Tennessee’s higher education commission is expected to draft a report by September describing the amount of funding needed to bring the facilities of Tennessee State University, an HBCU, up to par with other public colleges in the state.
A legislative analysis in April found the state may have failed to match federal grants to the university for decades, leading to missing funding that totals between $150 million and $544 million.
A bipartisan legislative committee last week charged the Tennessee Higher Education Commission to work with Tennessee State University’s administration and the state government’s finance department to make its recommendations.
Tennessee State is one of the state’s two land-grant institutions, along with the University of Tennessee. The designation requires Tennessee to match certain federal funds given to the schools.

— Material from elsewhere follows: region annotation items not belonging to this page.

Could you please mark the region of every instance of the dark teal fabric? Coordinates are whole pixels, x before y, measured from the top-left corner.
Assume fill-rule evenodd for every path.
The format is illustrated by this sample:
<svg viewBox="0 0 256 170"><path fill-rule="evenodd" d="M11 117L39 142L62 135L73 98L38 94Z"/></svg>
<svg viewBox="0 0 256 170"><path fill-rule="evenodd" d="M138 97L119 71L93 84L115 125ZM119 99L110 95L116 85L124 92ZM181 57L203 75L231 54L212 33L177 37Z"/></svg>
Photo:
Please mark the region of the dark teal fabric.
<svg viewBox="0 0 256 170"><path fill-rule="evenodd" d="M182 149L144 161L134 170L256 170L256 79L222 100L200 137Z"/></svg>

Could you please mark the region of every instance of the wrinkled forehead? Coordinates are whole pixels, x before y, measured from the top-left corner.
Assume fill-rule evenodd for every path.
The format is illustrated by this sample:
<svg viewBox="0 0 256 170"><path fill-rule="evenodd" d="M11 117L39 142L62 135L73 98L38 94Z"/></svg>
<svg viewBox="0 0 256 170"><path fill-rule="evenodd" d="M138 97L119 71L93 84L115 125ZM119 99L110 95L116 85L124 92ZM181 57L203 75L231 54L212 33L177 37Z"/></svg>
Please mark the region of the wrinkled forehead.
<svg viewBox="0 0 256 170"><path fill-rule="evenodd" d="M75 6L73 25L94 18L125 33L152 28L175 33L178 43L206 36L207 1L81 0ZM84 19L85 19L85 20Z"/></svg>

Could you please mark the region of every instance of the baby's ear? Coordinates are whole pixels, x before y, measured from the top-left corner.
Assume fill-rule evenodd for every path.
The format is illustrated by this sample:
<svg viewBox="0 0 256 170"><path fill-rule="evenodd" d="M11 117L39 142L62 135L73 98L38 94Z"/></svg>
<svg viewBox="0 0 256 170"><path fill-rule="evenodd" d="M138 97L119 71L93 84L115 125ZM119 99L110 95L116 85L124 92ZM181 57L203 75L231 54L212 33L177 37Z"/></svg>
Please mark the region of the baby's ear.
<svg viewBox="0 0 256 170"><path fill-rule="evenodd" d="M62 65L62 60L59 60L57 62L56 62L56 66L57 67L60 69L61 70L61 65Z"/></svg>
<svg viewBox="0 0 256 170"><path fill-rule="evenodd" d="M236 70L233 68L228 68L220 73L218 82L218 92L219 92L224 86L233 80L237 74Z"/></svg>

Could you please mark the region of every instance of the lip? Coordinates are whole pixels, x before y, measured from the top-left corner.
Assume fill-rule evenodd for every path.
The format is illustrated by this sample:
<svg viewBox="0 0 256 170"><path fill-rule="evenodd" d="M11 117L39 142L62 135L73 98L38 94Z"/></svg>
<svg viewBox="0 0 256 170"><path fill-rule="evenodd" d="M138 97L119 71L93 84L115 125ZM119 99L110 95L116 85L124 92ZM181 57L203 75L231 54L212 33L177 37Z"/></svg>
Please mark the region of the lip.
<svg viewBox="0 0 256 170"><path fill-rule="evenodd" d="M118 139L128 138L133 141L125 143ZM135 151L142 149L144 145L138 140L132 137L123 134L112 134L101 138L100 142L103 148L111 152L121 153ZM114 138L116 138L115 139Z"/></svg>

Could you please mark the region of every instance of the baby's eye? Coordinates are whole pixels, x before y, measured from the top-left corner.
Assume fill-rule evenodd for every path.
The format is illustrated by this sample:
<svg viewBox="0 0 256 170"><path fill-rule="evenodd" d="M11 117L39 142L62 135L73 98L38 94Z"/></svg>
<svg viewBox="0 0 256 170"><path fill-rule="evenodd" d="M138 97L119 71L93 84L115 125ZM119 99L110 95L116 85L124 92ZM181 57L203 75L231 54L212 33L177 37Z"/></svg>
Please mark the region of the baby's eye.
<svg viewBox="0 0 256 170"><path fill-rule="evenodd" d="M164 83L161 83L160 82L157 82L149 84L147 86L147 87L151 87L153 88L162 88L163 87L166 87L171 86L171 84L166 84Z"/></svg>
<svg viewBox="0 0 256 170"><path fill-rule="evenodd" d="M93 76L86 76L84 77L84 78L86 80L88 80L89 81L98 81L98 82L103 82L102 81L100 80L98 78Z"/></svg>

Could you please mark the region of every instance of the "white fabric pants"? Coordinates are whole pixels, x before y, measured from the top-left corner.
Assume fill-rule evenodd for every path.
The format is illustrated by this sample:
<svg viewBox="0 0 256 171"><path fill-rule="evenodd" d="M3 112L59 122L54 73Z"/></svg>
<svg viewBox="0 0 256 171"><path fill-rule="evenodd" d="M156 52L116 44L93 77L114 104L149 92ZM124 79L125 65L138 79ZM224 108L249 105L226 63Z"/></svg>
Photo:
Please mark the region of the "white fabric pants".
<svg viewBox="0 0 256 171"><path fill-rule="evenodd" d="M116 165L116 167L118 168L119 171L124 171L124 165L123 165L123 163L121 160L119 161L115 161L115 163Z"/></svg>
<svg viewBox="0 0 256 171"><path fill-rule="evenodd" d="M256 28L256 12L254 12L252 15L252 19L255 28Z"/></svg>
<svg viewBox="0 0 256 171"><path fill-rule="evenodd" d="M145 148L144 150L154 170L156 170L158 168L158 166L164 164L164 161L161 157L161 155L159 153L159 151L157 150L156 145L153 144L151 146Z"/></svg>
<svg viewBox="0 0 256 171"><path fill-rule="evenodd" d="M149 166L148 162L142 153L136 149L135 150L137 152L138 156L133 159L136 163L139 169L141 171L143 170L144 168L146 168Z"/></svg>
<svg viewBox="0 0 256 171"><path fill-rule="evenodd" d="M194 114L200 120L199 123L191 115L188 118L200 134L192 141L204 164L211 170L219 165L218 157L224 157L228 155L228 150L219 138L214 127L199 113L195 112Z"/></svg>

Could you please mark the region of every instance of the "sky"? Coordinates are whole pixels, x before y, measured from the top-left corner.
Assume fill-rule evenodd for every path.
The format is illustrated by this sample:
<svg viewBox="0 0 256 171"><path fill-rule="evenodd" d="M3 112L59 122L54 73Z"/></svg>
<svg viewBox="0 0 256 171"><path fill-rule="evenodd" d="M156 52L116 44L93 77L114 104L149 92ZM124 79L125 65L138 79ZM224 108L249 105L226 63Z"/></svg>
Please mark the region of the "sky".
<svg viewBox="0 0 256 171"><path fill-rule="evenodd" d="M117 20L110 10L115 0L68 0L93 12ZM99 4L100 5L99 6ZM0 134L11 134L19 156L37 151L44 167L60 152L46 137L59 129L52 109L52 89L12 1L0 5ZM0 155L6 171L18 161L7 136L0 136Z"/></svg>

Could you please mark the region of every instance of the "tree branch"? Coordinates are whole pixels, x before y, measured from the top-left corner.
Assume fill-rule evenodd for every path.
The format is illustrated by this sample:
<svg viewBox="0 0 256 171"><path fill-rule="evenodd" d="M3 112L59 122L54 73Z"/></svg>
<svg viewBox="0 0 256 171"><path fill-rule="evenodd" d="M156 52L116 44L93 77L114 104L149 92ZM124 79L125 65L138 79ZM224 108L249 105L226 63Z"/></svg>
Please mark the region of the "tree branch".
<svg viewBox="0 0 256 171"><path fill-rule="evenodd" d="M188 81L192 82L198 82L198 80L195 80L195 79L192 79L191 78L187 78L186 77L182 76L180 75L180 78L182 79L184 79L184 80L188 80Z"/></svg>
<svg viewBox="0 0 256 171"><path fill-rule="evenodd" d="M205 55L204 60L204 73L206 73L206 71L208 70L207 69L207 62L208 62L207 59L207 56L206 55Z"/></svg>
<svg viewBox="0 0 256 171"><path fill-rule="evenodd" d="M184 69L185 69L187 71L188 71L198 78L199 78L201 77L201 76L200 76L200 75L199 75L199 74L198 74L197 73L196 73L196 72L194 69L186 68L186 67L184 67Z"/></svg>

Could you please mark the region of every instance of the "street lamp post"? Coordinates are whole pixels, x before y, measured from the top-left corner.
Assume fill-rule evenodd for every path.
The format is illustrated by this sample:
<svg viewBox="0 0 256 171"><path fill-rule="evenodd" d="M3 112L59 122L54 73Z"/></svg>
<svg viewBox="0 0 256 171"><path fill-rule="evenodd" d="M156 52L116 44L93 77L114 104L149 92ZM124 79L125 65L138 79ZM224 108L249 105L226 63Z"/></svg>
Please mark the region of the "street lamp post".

A recent audit revealed that the state hadn’t been making such payments to Tennessee State for decades. However, the state maintained payments to the University of Tennessee, a predominantly White institution.
Underfunding has prevented the HBCU from launching new programs and led to some students leaving, the college’s president, Glenda Glover, said in a statement in April.
During a legislative committee meeting last week, one state lawmaker resisted the idea that the university should receive the largest amount laid out in the audit. And some legislators said the recommendations should focus on how to improve the university and right funding levels going forward.
State Sen. Richard Briggs, a Republican, also suggested that the funding could be doled out over time rather than given in one lump sum. “Whatever is decided on has to be within the means and the ability to fit into what the state budget is,” Briggs said during the meeting.
Tennessee State is far from the only HBCU in the country that hasn’t gotten its due funding. A 2013 report from the Association of Public and Land-grant Universities found almost two-thirds of 18 HBCUs with land-grant status didn’t receive full payments from their states between 2010 and 2012.
Some HBCUs have scored recent funding victories, however. Maryland recently agreed to pay its four historically Black colleges $577 million over a decade to settle a 15-year lawsuit, which alleged the state allowed its predominantly White institutions to undercut the schools by duplicating their programs.
Maryland HBCUs will be able to use the funds in several ways, including for scholarships, faculty recruitment and launching new programs.